Running Mac OS IIX
To get what you see above, you need the following software:
Kaleidoscope version 2.3.1 or newer
Kaleidoscope allows you to radically change the appearance of the
Mac OS, with thousands of "themes" (like what some applications call "skins").
Shareware (nag window on startup), $20.
The AquaX III theme for Kaleidoscope
Apple doesn't want you to have this, so sources tend to
come and go. If the link above fails,
let me know and I'll try to
track down another. Free.
Power Windows
This control panel by the author of Kaleidoscope provides fading
finder windows, translucent or opaque window dragging, and translucent menus.
Shareware (nag window on startup), $10.
SmoothType
Another control panel by the author of Kaleidoscope, this one
produces font antialiasing like Mac OS X's type engine, which is subtly
different from the one in the Appearance control panel of Mac OS 8.6.
Shareware (nag window on startup), $10.
The Greg's Browser
file manager
Another one from Greg of Kaleidoscope fame (see a pattern?), this
file manager recalls the Workspace manager from Mac OS X. It's not exactly
right -- Greg modeled this after NEXTSTEP's file manager, before Apple used
NEXTSTEP's as the basis for the one in Mac OS X -- but it's awfully close.
Quicktime 5
It's QuickTime. It has those glasslike buttons. What more do
you need to know?
The Lucida Sans font
Tell Kaleidoscope to use Lucida Sans 12 as the system font. If
these
three wordslook different from
the rest of the text here, you probably already have Lucida Sans.

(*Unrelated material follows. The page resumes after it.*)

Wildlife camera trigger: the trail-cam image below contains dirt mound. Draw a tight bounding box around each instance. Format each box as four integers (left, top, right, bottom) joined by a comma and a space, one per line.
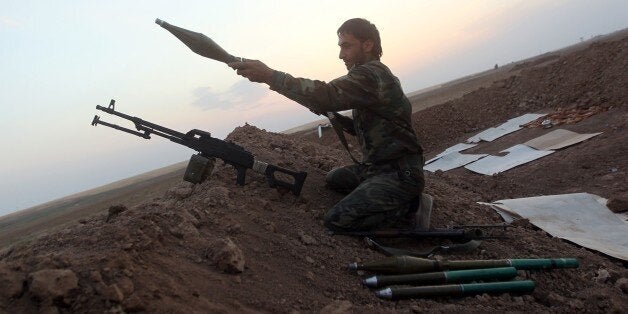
0, 31, 628, 313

I'm not sure where I obtained Lucida Sans from. It may have
been MS Office, so I'm not distributing it here; using an Apple look
and feel in an Apple operating system is one thing, but out and out
copying software is a little more than I'm trying to do here. If you
know where to obtain a Lucida Sans style font for Mac OS, let me know and I'll add a
link. (That's the font used in Apple's Mac OS X screenshots, and the
one in the screenshot up above.)
A clean desktop
I find the Mac OS X look is made complete by going into the General
Controls control panel and unchecking Show Desktop when in
Background. Especially in combination with Greg's Browser, this
makes folders and disks on your desktop disappear when the Finder
isn't your current application.
A-Dock
A-Dock provides the dock -- it's got most of the features that OS X's
dock does, including separate sections for docked apps, running
apps, and trash, and it even has OS X-ish contextual menus.
(Not pictured -- thanks to Ivar Waldemarson for pointing this out.)